La albiceleste saltará a la cancha en busca de un pase más cómodo en comparación con la montaña rusa que le supuso el encuentro de Miami con los caboverdianos, a los que doblegó en la prórroga después de que le igualaran en dos ocasiones.
La 'Messi dependencia', junto con cierta parsimonia defensiva exhibida en Miami, ha sido una de las principales críticas vertidas sobre el conjunto que dirige Lionel Scaloni, que aterrizó en EE.UU. con la intención de levantar su cuarta Copa del Mundo y que en Atlanta buscara una victoria que certifique su candidatura y su condición de equipo capaz de disputarle el título a la favorita Francia en una hipotética final.

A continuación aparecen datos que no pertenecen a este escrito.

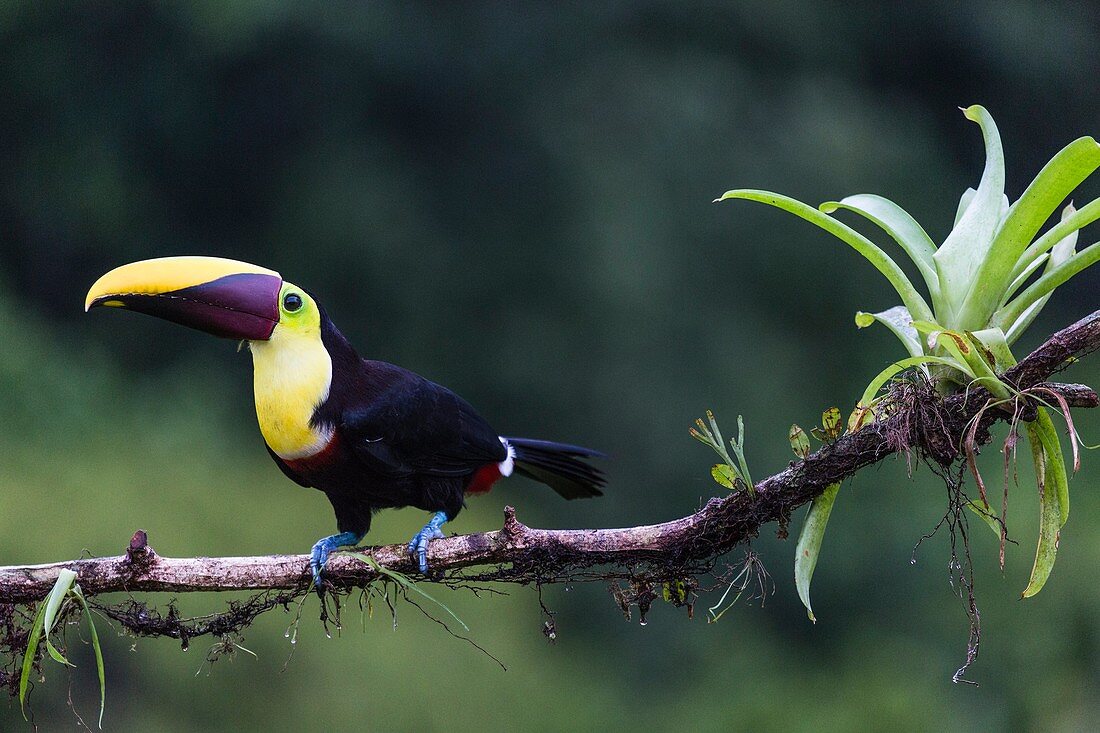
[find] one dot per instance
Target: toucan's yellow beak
(224, 297)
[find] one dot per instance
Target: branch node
(140, 556)
(513, 527)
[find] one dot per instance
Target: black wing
(417, 426)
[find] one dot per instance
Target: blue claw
(325, 547)
(418, 545)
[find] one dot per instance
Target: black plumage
(403, 440)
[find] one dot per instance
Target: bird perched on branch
(367, 434)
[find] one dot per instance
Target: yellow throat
(293, 375)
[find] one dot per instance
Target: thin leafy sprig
(52, 609)
(732, 473)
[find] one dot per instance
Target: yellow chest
(293, 375)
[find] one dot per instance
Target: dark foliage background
(514, 199)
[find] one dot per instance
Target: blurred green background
(515, 199)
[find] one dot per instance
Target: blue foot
(418, 545)
(326, 546)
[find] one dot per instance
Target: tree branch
(662, 551)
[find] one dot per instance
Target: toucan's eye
(292, 302)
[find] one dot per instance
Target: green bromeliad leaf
(902, 227)
(900, 324)
(1054, 183)
(881, 261)
(810, 544)
(961, 253)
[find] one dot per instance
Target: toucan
(369, 434)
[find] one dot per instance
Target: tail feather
(559, 466)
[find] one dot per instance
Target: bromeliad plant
(985, 283)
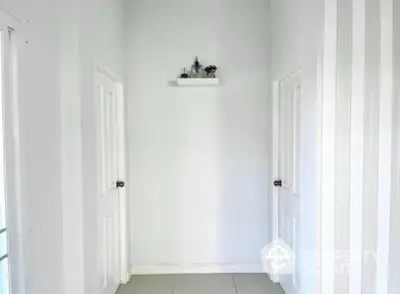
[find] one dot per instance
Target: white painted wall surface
(199, 157)
(40, 145)
(365, 124)
(56, 100)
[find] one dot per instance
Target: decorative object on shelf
(197, 69)
(184, 75)
(211, 70)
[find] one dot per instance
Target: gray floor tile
(256, 284)
(204, 284)
(149, 284)
(201, 284)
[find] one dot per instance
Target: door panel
(289, 171)
(108, 200)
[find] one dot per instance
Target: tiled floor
(201, 284)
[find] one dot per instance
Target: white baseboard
(196, 268)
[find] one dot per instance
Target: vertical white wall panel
(371, 148)
(385, 144)
(328, 147)
(362, 112)
(394, 259)
(342, 179)
(356, 145)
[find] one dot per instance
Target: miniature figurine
(211, 70)
(197, 69)
(184, 75)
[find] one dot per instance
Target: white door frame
(276, 93)
(15, 229)
(122, 193)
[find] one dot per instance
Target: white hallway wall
(65, 39)
(362, 107)
(199, 158)
(40, 145)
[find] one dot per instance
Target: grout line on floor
(173, 284)
(234, 284)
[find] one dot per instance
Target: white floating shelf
(197, 82)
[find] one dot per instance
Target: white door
(289, 167)
(108, 108)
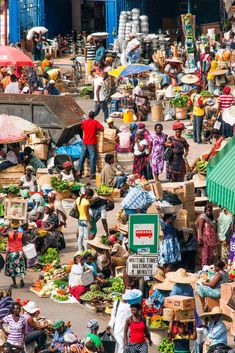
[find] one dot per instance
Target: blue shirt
(216, 332)
(182, 289)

El cansancio será también un factor a tener en cuenta, especialmente en lo que se refiere al '10' argentino, que a sus 39 años tuvo que afrontar 120 minutos en el horno que fue Miami el pasado viernes.
En situación parecida llega Egipto, que tuvo que esperar hasta los penaltis para deshacerse de Australia en los dieciseisavos de final tras un empate 1-1, y que anda aún más preocupada por la condición física de Salah, que después de hacerse daño en los isquiotibiales en el último partido de la fase de grupos jugó todo el encuentro ante los 'socceroos'.
Los servicios médicos de Los Faraones siguen de cerca la condición física del ya exjugador del Liverpool, que tras el tanto que le anotó en este Mundial a Nueva Zelanda está a uno solo de igualar el récord histórico de goles en la selección, en posesión precisamente de su entrenador y exdelantero Hossam Hassan.
Contar con la presencia del mejor jugador egipcio de todos los tiempos sobre el césped en esta cita histórica se considera en Egipto un factor clave, teniendo en cuenta que la del martes se ve como la última gran oportunidad para que la generación de Salah deje su impronta en un escenario global que esté a la altura de sus vitrinas en el ámbito continental (es el equipo con más Copas Africanas de Naciones, siete).